Thunderstone Search Appliance Manual

Robots

Syntax: select Yes or No buttons

robots.txt

With this set to Yes, the Search Appliance will initially get /robots.txt from any site being indexed and respect its directives for what prefixes to ignore. Turning this setting off is not generally recommended. Supported directives in robots.txt include User-agent, Disallow, Allow, Sitemap, and Crawl-delay.

Note that any Crawl-delay value will be modified to fit in the Robots Crawl-delay range (here, and overrides Walk Delay (here.

Any Sitemap links in robots.txt will be walked as well, subject to normal exclusion settings. Sitemaps not in robots.txt may be added via Base URL(s) (here) or URL URL (p.here).

Meta

Respect the meta tag called robots. With this set to Y the Search Appliance will process and respect the robot control information within each retrieved HTML page.

Placeholder

Whether to still put an (empty) entry - a placeholder - in the html search table for URLs that are excluded via <meta name="robots"> tags.
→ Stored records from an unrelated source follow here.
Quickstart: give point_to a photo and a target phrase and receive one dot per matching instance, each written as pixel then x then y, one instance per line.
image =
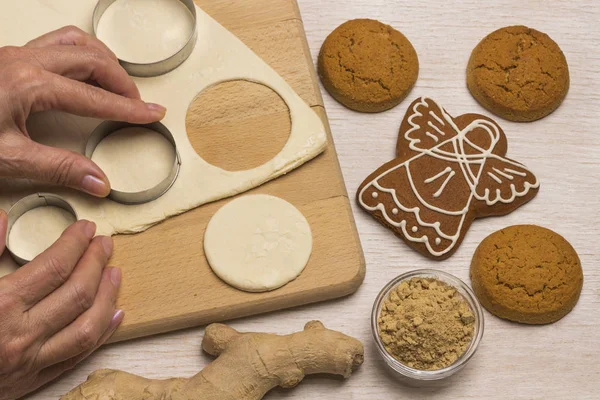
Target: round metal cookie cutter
pixel 159 67
pixel 29 203
pixel 145 196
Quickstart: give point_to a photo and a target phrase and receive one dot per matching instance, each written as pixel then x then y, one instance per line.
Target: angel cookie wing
pixel 425 125
pixel 504 185
pixel 449 171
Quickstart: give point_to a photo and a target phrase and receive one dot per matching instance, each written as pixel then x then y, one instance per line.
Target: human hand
pixel 71 71
pixel 56 310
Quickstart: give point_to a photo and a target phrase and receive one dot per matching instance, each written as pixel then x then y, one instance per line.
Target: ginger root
pixel 248 366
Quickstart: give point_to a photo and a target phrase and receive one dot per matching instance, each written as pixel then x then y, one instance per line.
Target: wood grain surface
pixel 558 361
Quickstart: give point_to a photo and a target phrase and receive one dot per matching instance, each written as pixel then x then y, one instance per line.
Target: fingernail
pixel 95 186
pixel 157 108
pixel 115 276
pixel 90 229
pixel 117 319
pixel 107 243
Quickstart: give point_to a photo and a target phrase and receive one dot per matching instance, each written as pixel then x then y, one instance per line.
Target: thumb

Leaving a placeholder improves refresh walks, as the URL can then have its own individual refresh time like any other stored URL. Without a placeholder, the URL would be fetched every time a link to it is found, because no knowledge that it has been recently fetched would be stored.

The downside to placeholders is that if the URL is also being searched in queries - i.e. Url is part of Index Fields - then the excluded URL might be found in results. Placeholders have empty text fields (e.g. no body, meta, etc.) to avoid matches on text, but the URL field must remain.